Aestheticism was sufficiently in vogue to be caricatured by Gilbert and Sullivan in Patience (1881). Richard D'Oyly Carte, an English Impressario, invited Wilde on a lecture tour of North America, simultaneously priming the pump for the U.S. tour of Patience and selling the most charming English aesthete to the American public. Wilde arrived on 3 January 1882 aboard the SS Arizona and criss-crossed the country on a gruelling schedule, lecturing in a new town every few days.[Notes 2] Originally planned to last four months, it was continued for over a year due to the commercial success. Wilde sought to juxtapose the beauty he saw in art onto daily life.[41] This was a practical as well as philosophical project: in Oxford he had surrounded himself with blue china and lilies, now one of his lectures was on interior design.
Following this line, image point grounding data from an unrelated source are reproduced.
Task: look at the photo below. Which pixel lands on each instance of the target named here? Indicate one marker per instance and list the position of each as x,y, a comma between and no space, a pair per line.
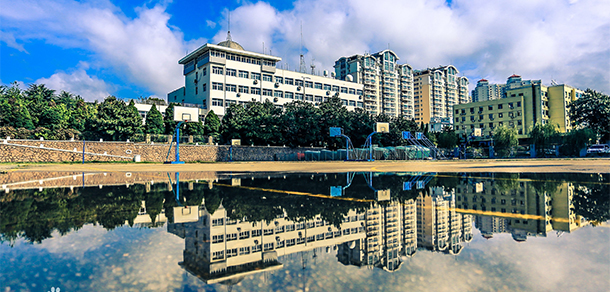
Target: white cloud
566,41
77,82
145,50
11,42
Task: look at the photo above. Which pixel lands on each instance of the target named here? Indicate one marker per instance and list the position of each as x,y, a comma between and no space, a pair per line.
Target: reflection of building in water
219,249
519,208
390,235
439,227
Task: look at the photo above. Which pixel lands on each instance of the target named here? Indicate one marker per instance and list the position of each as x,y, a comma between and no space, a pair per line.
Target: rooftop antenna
302,59
313,67
229,30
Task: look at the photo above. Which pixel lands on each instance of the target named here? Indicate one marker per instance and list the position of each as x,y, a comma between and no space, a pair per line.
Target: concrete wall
147,152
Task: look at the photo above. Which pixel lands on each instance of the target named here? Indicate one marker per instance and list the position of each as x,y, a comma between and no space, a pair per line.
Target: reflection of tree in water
592,201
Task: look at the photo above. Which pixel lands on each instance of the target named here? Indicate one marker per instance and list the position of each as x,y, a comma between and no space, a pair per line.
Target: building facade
217,76
437,91
486,91
525,104
388,86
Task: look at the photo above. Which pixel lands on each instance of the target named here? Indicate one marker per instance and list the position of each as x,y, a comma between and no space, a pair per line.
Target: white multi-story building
388,86
223,74
485,91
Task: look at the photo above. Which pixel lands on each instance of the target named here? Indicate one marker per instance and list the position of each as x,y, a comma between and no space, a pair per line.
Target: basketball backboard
382,127
186,114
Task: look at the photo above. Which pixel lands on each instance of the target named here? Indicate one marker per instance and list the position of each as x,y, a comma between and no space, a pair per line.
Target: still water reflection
304,232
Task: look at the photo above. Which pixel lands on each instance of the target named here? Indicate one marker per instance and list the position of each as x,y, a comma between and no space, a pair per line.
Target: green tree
333,114
576,140
168,120
80,113
543,136
15,114
504,140
115,121
592,111
447,138
194,128
154,121
300,125
211,125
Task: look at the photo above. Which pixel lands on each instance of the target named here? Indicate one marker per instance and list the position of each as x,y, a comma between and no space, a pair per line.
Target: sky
131,48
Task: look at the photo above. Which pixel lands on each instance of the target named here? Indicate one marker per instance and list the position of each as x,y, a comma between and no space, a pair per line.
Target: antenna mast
302,66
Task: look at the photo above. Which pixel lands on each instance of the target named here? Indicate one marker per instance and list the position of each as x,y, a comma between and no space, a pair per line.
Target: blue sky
131,48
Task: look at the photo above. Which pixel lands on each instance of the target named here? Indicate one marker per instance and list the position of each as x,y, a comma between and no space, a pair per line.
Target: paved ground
581,165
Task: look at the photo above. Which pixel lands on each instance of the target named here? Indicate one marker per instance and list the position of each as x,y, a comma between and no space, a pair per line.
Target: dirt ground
579,165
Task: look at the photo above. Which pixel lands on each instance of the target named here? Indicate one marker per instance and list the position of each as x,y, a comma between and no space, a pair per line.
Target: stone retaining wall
147,152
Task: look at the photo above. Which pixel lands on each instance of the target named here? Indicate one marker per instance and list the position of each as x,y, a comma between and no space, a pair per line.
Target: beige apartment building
217,76
526,103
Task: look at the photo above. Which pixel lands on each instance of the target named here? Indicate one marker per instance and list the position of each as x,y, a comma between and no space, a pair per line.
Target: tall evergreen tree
154,121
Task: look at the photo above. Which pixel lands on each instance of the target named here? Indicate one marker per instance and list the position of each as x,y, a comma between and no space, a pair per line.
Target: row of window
281,80
490,116
511,105
292,241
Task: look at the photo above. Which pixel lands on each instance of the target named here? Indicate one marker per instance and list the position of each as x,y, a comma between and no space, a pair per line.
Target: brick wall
147,152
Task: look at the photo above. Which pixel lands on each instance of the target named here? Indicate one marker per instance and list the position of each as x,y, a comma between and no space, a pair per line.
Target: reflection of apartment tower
436,91
517,207
409,227
485,91
391,235
439,226
488,225
387,85
219,249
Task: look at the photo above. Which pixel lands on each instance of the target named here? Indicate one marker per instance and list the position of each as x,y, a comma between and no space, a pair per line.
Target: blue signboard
336,191
335,131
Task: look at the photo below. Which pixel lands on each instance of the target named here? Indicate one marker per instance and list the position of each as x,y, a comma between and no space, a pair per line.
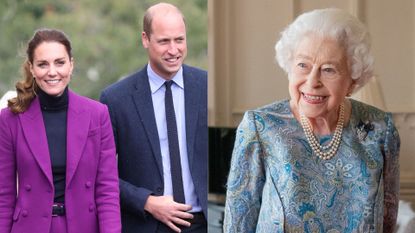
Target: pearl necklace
328,151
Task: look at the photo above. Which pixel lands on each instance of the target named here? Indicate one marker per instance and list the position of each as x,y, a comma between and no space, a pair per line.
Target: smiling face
319,79
52,67
166,46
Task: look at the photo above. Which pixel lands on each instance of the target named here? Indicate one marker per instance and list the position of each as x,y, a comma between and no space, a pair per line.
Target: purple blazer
92,191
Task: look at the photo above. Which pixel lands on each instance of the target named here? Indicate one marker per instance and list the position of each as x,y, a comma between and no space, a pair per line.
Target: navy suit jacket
138,148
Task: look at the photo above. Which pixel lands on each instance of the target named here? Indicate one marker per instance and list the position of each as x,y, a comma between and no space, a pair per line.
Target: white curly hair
336,24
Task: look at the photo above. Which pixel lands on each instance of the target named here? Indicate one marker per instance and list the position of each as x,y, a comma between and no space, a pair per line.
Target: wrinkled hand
168,211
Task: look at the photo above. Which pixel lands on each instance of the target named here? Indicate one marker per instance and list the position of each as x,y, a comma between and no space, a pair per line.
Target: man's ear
145,40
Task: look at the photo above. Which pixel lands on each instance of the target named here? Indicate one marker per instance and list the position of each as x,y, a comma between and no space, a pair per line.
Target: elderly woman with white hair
320,161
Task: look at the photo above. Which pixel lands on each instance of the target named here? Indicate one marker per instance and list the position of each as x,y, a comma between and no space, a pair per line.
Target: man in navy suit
138,111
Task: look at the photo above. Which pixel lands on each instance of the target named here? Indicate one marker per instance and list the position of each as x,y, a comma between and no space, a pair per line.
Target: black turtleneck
54,111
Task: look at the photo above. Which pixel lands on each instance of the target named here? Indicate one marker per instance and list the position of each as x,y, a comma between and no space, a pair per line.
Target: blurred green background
105,36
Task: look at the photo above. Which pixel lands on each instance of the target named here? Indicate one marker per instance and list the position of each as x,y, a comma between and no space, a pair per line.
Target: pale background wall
243,73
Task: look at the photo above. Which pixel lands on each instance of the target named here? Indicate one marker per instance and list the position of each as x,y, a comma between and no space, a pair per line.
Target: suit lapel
77,132
144,104
35,134
191,100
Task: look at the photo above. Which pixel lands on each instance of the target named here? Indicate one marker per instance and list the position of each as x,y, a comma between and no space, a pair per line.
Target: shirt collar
156,82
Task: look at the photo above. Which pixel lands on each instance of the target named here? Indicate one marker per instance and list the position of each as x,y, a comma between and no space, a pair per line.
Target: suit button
24,213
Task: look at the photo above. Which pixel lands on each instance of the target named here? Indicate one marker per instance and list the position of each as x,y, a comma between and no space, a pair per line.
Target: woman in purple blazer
57,153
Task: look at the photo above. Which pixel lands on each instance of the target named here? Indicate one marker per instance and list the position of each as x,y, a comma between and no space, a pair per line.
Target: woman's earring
33,85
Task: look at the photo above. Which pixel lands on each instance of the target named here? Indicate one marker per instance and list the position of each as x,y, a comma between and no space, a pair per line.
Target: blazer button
24,213
88,184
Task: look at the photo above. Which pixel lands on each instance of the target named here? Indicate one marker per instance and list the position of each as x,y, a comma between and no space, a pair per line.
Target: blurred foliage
105,36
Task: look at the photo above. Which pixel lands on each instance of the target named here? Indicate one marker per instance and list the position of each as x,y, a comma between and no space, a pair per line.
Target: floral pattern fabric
277,184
When asked to explain reports that he had paraded down Piccadilly in London carrying a lily, long hair flowing, Wilde replied, "It's not whether I did it or not that's important, but whether people believed I did it".[41] Wilde believed that the artist should hold forth higher ideals, and that pleasure and beauty would replace utilitarian ethics.[42]

Wilde and aestheticism were both mercilessly caricatured and criticised in the press, Springfield Republican, for instance, commented on Wilde's behaviour during his visit to Boston to lecture on aestheticism, suggesting that Wilde's conduct was more of a bid for notoriety rather than a devotion to beauty and the aesthetic. T.W. Higginson, a cleric and abolitionist, wrote in "Unmanly Manhood" of his general concern that Wilde, "whose only distinction is that he has written a thin volume of very mediocre verse", would improperly influence the behaviour of men and women.[43] Though his press reception was hostile, Wilde was well received in diverse settings across America; he drank whiskey with miners in Leadville, Colorado and was fêted at the most fashionable salons in every city he visited.[44]